Ein kleiner Schritt in die richtige Richtung, dem organisierten Sterbetourismus Einhalt zu gebieten. Denn schon seit längerer Zeit sind in der Schweiz Bestrebungen im Gange, die Sterbehilfe als zweifelhaften Exportschlager zu stoppen.
Es könnte in 20, 30 Jahren...
Es könnte in 20, 30 Jahren ein Drama werden. Der Staat stellt die Bürger vor die Entscheidung: Die Alten, also wir, werden mit 75 Jahren „freiwillig““eingeschläfert“ und bekommen ein „schönes“ Begräbnis und die Hinterbliebenen ein „Abschiedsgeld“ oder wer lieber nicht gekillt werden will, darf zwar leben, kommt in ein Massengrab und die Hinterbliebenen bekommen die vernichtende Rechnung für Pflege, Arztkosten und Versorgung und für die Kosten die Jahre die länger gelebt wurden wie die Renten-Statistiker es ausgerechnet haben. Ich fürchte mich, dass das Sterben mit dem Tiereinschläfrungsmittel oder ähnlichem dann Pflicht wird und nicht erlösende Option bei grauvollster Agonie. Wie heißt es so schön:“ Ich will an der Hand eines Menschen sterben und nicht durch die Hand eines Menschen,“Von wem das Zitat ist , weiß ich nicht. Unsere Gesellschaft tötet ja die Kinder im Mutterleib, das werdende Leben wird gemordet, warum sollte diese Gesellschaft vor dem vergehenden Leben mehr Respekt haben?
@SGS: Ob dies ein kleiner...
@SGS: Ob dies ein kleiner Schritt in die richtige Richtung sei, kann insofern nicht beurteilt werden, weil selbstverständlich die Schweizer die Frage nach der Zulässigkeit des Sterbetourismus für sich zu entscheiden haben.

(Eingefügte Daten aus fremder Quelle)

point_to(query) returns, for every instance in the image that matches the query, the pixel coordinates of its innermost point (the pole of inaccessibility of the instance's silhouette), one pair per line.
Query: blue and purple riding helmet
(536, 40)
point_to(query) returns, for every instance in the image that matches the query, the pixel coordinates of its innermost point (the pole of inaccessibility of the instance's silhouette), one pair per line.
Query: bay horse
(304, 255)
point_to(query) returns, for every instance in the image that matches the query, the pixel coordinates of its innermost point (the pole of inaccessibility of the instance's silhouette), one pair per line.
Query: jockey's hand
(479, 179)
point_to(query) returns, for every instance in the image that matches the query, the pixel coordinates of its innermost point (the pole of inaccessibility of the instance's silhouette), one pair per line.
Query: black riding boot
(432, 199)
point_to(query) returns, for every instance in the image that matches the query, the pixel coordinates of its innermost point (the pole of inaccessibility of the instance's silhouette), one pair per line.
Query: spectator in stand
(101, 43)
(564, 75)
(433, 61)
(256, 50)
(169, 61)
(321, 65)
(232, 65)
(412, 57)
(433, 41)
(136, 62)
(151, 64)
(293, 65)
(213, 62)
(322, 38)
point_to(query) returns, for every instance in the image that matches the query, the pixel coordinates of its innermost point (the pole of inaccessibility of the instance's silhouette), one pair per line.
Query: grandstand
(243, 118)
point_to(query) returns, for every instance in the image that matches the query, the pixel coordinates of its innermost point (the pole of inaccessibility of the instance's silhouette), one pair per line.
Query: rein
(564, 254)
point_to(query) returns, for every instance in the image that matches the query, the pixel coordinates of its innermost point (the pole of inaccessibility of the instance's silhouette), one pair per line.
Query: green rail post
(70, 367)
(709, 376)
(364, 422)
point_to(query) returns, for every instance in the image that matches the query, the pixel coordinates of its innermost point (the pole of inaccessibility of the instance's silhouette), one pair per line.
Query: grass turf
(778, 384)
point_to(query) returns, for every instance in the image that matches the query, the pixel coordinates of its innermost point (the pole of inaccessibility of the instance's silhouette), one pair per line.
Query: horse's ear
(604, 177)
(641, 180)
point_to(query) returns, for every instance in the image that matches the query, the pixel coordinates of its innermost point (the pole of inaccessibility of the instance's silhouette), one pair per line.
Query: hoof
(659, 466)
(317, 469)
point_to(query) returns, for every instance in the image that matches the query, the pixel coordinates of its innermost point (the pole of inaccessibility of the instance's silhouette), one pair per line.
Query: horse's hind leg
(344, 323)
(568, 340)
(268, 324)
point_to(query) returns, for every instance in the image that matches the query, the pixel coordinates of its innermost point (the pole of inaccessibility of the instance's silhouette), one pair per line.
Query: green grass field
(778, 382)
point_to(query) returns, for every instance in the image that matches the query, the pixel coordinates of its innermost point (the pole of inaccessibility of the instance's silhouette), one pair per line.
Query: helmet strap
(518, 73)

Weitaus interessanter freilich ist, wie wir hierzulande darauf zu reagieren gedenken, wenn und soweit den Sterbewilligen die Möglichkeit genommen wird, ggf. die Suizidbeihilfe in der Schweiz in Anspruch nehmen zu können und zwar insbesondere mit Blick auf die Schwersterkrankten? Nun – ich meine, die ärztliche Suizidbeihilfe käme als echte Alternative in Betracht, mal ganz davon abgesehen, dass es doch wohl inhuman sein dürfte, Schwersterkrankte noch auf eine „letzte Reise ohne Wiederkehr“ schicken zu wollen.

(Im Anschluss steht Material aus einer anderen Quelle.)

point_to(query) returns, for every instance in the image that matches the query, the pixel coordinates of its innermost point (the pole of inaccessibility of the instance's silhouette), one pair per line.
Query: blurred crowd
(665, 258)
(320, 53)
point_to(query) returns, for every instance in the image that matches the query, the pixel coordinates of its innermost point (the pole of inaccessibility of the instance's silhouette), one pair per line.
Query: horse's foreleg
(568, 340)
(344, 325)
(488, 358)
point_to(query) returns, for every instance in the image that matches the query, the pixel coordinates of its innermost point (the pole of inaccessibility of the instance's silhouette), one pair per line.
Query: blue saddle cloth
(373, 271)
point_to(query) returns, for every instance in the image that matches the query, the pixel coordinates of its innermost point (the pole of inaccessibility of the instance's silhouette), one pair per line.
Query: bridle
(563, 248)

Die aktuelle Debatte zeigt denn auch, dass hier sich scheinbar etwas bewegt, mögen auch in erster Linie Ethiker moralische Bedenken gegen eine Legalisierung der ärztlichen Suizidbeihilfe hegen. Diese Bedenken sind allerdings nicht durchgreifend, wie ein unverkrampfter Blick in das Verfassungsrecht zeigen wird. Das Selbstbestimmungsrecht des Patienten, dass nicht zur Fremdbestimmung etwa über die Ärzteschaft führt, ist nicht mit „moralischen Pflichten“ zu belegen, wie manche Ethiker und Mediziner glauben, uns im öffentlichen Diskurs vorhalten zu müssen. Dem ist mitnichten so und sofern die aktuelle Umfrage unter den Ärzten belegt, dass mehr als 1/3 der Ärzteschaft sich eine Liberalisierung wünscht, hat sich gleichsam der „Sterbetourismus“ dergestalt in Wohlgefallen aufgelöst, dass hierzulande auch human gestorben werden darf!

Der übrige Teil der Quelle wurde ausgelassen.